McLaughlin v Orthopedic & Sports Medicine, P.C.
2009 NY Slip Op 01451 [59 AD3d 687]
February 24, 2009
Appellate Division, Second Department
Published by New York State Law Reporting Bureau pursuant to Judiciary Law § 431.
As corrected through Wednesday, April 1, 2009


John A. McLaughlin, Respondent,
v
Orthopedic & Sports Medicine, P.C., et al., Appellants.

[*1] Rider, Weiner & Frankel, P.C., New Windsor, N.Y. (Moacyr R. Calhelha of counsel), for appellants.

Marschhausen & Fitzpatrick, P.C., Garden City, N.Y. (Kevin P. Fitzpatrick of counsel), for respondent.

In an action, inter alia, to recover damages for breach of contract, the defendants appeal, as limited by their brief, from so much of an order of the Supreme Court, Orange County (Alessandro, J.), dated January 7, 2008, as denied their motion for summary judgment dismissing the complaint and granted that branch of the plaintiff's motion which was for partial summary judgment dismissing their counterclaim and third affirmative defense.

Ordered that the order is affirmed insofar as appealed from, with costs.

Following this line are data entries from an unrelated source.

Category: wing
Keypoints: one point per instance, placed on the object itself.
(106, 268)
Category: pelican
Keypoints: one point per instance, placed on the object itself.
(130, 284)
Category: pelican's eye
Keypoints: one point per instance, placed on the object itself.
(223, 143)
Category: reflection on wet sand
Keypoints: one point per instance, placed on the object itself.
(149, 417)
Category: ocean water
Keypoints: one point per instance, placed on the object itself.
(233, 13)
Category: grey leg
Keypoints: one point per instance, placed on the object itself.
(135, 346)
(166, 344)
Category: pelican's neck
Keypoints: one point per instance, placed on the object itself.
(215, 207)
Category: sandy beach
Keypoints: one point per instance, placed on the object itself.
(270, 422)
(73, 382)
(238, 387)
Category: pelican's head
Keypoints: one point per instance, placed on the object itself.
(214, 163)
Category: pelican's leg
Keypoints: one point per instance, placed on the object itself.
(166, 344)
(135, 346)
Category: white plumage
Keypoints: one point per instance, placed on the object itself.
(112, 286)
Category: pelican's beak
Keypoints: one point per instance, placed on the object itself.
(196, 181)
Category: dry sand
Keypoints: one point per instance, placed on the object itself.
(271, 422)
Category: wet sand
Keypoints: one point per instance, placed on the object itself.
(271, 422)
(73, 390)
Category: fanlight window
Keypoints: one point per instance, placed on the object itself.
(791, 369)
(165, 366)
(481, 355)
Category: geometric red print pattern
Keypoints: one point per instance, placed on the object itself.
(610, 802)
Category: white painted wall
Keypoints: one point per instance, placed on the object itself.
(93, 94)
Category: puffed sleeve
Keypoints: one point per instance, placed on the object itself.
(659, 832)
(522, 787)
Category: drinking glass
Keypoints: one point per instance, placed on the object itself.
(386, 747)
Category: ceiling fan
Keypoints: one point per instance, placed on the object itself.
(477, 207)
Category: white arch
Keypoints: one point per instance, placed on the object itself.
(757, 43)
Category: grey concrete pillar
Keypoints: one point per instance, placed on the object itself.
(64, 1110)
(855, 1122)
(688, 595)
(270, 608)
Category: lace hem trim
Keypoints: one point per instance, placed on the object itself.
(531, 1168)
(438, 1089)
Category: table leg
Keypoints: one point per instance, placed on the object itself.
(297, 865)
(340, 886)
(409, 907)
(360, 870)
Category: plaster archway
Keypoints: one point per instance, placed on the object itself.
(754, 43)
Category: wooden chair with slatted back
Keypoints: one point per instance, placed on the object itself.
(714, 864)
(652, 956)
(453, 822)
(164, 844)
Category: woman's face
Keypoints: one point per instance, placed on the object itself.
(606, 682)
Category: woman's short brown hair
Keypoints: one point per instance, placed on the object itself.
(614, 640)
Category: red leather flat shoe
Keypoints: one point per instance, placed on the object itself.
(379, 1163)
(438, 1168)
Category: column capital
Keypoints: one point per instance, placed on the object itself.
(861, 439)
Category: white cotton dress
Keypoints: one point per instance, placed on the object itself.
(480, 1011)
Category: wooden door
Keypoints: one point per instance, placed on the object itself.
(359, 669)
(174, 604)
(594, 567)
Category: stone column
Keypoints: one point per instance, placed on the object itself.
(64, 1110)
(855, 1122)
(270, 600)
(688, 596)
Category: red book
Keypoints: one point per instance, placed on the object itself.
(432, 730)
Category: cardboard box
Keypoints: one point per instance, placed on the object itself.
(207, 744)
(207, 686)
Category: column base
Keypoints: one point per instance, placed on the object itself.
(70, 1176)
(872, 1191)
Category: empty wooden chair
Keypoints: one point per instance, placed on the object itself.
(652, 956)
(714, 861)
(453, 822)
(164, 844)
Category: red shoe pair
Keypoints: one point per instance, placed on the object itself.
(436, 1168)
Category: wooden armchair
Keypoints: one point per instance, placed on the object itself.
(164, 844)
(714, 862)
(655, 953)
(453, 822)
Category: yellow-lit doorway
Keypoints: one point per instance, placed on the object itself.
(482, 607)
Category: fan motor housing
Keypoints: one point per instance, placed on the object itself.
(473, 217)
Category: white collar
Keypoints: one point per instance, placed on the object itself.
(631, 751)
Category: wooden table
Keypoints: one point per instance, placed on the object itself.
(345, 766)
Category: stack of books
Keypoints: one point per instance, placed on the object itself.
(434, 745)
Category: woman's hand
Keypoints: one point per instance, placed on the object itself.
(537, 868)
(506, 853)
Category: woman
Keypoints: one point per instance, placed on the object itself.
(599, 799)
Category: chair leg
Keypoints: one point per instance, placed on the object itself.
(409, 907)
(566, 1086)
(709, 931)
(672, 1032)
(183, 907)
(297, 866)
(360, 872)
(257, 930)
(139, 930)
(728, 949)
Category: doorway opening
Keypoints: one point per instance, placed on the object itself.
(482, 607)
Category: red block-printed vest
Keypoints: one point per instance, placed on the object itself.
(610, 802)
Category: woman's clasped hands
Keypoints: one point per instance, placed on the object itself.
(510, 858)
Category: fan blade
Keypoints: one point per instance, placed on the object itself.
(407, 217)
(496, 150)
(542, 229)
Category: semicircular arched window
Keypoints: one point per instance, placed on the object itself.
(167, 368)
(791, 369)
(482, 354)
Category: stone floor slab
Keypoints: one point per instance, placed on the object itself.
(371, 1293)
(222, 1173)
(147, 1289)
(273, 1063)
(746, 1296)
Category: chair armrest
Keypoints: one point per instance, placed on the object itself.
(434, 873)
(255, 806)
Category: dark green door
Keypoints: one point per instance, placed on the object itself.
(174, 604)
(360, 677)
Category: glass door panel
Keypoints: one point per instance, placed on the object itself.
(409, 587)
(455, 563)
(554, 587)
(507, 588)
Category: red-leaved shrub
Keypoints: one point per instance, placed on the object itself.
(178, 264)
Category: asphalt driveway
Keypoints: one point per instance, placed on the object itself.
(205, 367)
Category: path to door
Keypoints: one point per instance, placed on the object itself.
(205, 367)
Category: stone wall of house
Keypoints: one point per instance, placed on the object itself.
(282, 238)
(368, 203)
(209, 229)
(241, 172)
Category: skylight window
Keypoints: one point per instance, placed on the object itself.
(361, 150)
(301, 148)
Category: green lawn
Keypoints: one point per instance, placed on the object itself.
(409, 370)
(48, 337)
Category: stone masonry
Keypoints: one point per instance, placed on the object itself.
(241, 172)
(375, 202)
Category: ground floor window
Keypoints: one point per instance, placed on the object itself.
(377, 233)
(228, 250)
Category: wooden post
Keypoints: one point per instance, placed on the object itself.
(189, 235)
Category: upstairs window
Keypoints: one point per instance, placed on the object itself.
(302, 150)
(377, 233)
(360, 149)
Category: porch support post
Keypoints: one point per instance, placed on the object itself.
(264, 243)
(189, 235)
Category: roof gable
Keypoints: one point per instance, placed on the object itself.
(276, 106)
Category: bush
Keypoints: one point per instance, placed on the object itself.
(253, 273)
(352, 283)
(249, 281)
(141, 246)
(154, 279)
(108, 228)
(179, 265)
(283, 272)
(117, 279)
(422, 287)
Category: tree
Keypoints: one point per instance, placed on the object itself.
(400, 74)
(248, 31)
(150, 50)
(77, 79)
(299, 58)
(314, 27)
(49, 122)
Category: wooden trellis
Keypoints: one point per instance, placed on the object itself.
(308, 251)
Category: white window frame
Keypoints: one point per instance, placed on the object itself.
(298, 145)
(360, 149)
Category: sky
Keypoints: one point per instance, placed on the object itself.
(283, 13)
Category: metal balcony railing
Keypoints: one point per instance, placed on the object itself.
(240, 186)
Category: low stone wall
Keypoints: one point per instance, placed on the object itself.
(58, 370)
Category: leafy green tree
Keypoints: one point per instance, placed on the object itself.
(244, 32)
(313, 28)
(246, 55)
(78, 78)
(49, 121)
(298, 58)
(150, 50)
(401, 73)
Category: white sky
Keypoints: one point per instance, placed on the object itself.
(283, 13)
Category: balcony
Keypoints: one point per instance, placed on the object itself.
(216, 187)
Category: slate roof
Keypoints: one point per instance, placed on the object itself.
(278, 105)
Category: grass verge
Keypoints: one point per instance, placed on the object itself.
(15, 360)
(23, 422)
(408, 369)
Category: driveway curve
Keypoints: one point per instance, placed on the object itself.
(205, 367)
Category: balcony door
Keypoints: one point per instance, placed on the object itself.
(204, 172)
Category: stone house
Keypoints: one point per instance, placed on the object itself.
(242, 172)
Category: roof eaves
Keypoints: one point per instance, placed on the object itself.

In opposition to the defendants' prima facie showing of entitlement to judgment as a matter of law, the plaintiff raised triable issues of fact as to whether he was a shareholder of the defendant Orthopedics & Sports Medicine, P.C. (hereinafter OSM), and a member of the defendant OSM Realty, LLC (hereinafter OSM Realty), and whether he was entitled to be compensated as such upon his departure from both entities. The evidence submitted by the plaintiff indicated that he was compensated as a shareholder and member, participated as a shareholder and member in decisions regarding hiring, firing, and purchasing equipment, and was represented as a shareholder and member in OSM and OSM Realty tax returns (see Moser v Devine Real Estate, Inc. [Florida], 42 AD3d 731, 733-734 [2007]; Roth v Speilman, 25 AD3d 383 [2006]). Accordingly, the defendants' motion for summary judgment dismissing the complaint was properly denied. [*2]

The plaintiff met his prima facie burden of establishing his entitlement to judgment as a matter of law dismissing the defendants' counterclaim by demonstrating that he did not misappropriate any trade secrets or engage in any fraudulent activity in setting up a competing medical practice (see Walter Karl, Inc. v Wood, 137 AD2d 22, 27 [1988]; ProHealth Care Assoc., LLP v April, 4 Misc 3d 1017[A], 2004 NY Slip Op 50919[U] [2004]). In opposition, the defendants failed to raise a triable issue of fact. Furthermore, the plaintiff met his prima facie burden of establishing that the doctrine of unclean hands, raised in the defendants' third affirmative defense, was inapplicable because the plaintiff did not act inequitably in establishing his competing medical practice (see Tepfer v Berger, 119 AD2d 668, 669 [1986]). In opposition, the defendants failed to raise a triable issue of fact. Accordingly, the Supreme Court properly granted that branch of the plaintiff's motion which was for partial summary judgment dismissing the defendants' counterclaim and third affirmative defense.

The defendants' remaining contention is without merit. Spolzino, J.P., Santucci, Leventhal and Chambers, JJ., concur.